I bought a shorty powerglide from a retired drag racer[rear engine dragster]he said it was his backup trans,never used.Looks new. BTE trans brake I left unwired. 17 spline input shaft with the sealing rings.I bought a Hughes PG20 converter and installed it.I filled the converter before install.Put in another 5 qts,fired engine and added another 4 qts.I have no forward or reverse,only park,everything else is like neutral.I pulled the trans cooler lines,lower had a few drops in it,top was completely dry.So not pumping fluid.Trans came with the cooler ports plugged,I reinstalled the plugs still nothing.Dropped the pan,has a new looking filter.Manual linkage appears fine.Pulled the trans ,checked the input shaft in the converter,fits correctly.Pulled the front seal,pump tangs look good.I took a measurement from the inside of the pump to seal mounting surface and checked it against the converter,good.Looking for ideas before I pull apart a supposedly fresh trans.
Did the converter seat fully? Did you get the clunk..clunk sound as the pump engaged? Ive seen them installed wrong.Can the trans be bench primed by removing the converter,and turning the inner drive tangs with a tool of some kind?Only other thing I could think of is a check valve is stuck closed in the fluid circuit from storage.
I filled the converter before install.I am 100% sure the converter was correctly installed,I was going to shim it towards the pump but it was within 1/16" of rubbing on the bellhousing already,and the tangs were fine when I pulled it to recheck.I think you may be correct on the check valve,I don't know how long the trans sat around but the guy was pretty old....might have been 10 years maybe.Thanks guys
Probably something like a seal inside dried up and cracked. A trans guy told me automatics don't like to sit over a year or two before they dry out. I have an AOD that has sat for probably 15 years, I have reverse, but no drive. Gotta come out.....
I have a turbo 400 in my 49 Buick, sat for 25 years. Added some Lucas, new filter, fluid and new rear seal. Works perfect, have put 600 miles over 3 years on it and still works great.
A lot of racing p/g 's have been converted to turbo input shaft. It makes more convertors readily available. If you are using the wrong convertor with the wrong splines could be your problem.
reverse pattern? I usually put a little vaseline in the pump when I build trannys. Not gobs. Manual valve attached properly?
Seeing a PG 20 is a street rod converter (17 spline) , are you still using the trans as a shortie? I know you said you might have to get into the trans. Assuming you haven't yet. Just asking. (BTW, guys ..You can't get a 17 spline converter in all the way onto a 30 spline shaft.)
Also , if this trans has a ''pro brake'' valve body you will have to engage the trans brake in order to back the car up. I know this won't effect the forward gears. I agree with salt flats idea.
Ricks Garage yep the builder missed with the manual linkage when installing the valve body.I was concerned enough about that I pulled the trans and took it to a guy that builds race powerglides.He pulled it apart and deemed it a fresh,good trans.All back in ,forward,no reverse though.hooked up the trans brake as per tommyd,still no reverse.I determined there was a problem in the valve or spring behind the brake,pulled the valve body took it back to the trans guy,he built me a new valve body for auto shift with no brake, and a vacuum modulator,all is well now,thanks to all.

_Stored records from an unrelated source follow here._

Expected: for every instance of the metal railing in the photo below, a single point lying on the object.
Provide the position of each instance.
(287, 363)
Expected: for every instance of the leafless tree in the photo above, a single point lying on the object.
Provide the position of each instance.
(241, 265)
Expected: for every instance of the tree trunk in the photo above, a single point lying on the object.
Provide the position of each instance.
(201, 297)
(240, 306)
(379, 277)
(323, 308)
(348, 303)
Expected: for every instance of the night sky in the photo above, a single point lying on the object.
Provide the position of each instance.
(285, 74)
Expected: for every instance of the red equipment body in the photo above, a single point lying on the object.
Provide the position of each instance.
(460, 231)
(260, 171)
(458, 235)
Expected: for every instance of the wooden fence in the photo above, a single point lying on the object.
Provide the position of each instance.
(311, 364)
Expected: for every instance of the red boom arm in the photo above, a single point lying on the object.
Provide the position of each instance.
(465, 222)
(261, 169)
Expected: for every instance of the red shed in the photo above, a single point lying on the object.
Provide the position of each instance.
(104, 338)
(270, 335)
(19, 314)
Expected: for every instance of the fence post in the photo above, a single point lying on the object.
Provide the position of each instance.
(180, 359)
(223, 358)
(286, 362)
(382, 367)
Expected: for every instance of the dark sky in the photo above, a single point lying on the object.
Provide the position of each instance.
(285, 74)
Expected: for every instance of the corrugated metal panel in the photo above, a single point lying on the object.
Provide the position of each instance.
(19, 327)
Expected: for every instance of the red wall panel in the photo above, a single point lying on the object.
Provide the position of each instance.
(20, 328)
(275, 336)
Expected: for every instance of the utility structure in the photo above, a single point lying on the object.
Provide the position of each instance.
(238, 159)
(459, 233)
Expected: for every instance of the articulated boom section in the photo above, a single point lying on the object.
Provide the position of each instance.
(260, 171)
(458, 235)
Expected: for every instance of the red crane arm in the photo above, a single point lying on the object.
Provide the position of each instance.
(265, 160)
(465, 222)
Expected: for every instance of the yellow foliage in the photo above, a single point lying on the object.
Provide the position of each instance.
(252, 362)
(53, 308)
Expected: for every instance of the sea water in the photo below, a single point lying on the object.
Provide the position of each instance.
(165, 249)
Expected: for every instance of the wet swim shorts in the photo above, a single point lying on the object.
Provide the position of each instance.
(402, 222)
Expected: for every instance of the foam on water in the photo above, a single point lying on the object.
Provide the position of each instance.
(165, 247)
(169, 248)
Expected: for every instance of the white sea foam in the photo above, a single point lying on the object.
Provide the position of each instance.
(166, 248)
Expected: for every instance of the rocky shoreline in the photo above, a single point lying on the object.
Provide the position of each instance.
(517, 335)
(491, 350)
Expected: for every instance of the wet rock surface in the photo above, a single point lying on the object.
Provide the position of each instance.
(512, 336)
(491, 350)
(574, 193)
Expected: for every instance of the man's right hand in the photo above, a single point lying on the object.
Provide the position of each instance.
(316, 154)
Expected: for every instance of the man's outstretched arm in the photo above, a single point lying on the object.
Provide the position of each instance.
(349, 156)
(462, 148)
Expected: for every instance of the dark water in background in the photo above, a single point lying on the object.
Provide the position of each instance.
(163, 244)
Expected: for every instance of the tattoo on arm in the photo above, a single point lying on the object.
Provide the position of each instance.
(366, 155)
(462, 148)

For as "simple" as the aluminum Powerglide's are, they can sure cause more than their share of problems!!! I ALWAYS tell anyone planning on building one, to get a copy of Carl Munroe's (RIP) Powerglide book; it is literally my Bible when it comes to building Glides. I've finally quit building them for the local drag racers; it was just taking far too much of my time, and everyone wanted something for nothing, but mostly, I got tired of guys showing up with a grease and grime encrusted thing they claimed was a transmission, and expected me to clean it before tearing into it; since I have to clean them "by hand", without any high pressure/washing equipment involved, it's really labor intensive. So, a few guys ruined it for everyone; sound familiar? Good you got it taken care of. Just a FYI, all it takes to make a full manual shift Powerglide, is a 1/4" long length of 1/4" diameter copper tubing, placed into the bore before the low/direct valve goes into the valve body casting. Other than the manual valve slipping off the rooster comb, the rooster comb bends/breaks fairly easily, and causes lots of problems also. I am Butch/56sedandelivery.
On a pro tree transbrake, you need the shifter in R position *and* you have to energize the solenoid for it to engage reverse. Forward will work if shifter is in the correct position 1 or 2. It will be a manual valve body, so if you have it in 2, it will start out in high (2). A transbrake is fun for the track, but kind of a useless feature for the street. And that's coming form someone that used to drive his drag car on the street with transbrake. The have to energize for reverse gets old when you need both hands to turn the wheel when backing up and one hand is stuck holding the button down by the shifter. It also bangs into reverse hard when you energize the solenoid, even with high stall converter. I know you converted back to a non-transbrake and auto shifting valve body. That really is the better choice for the street.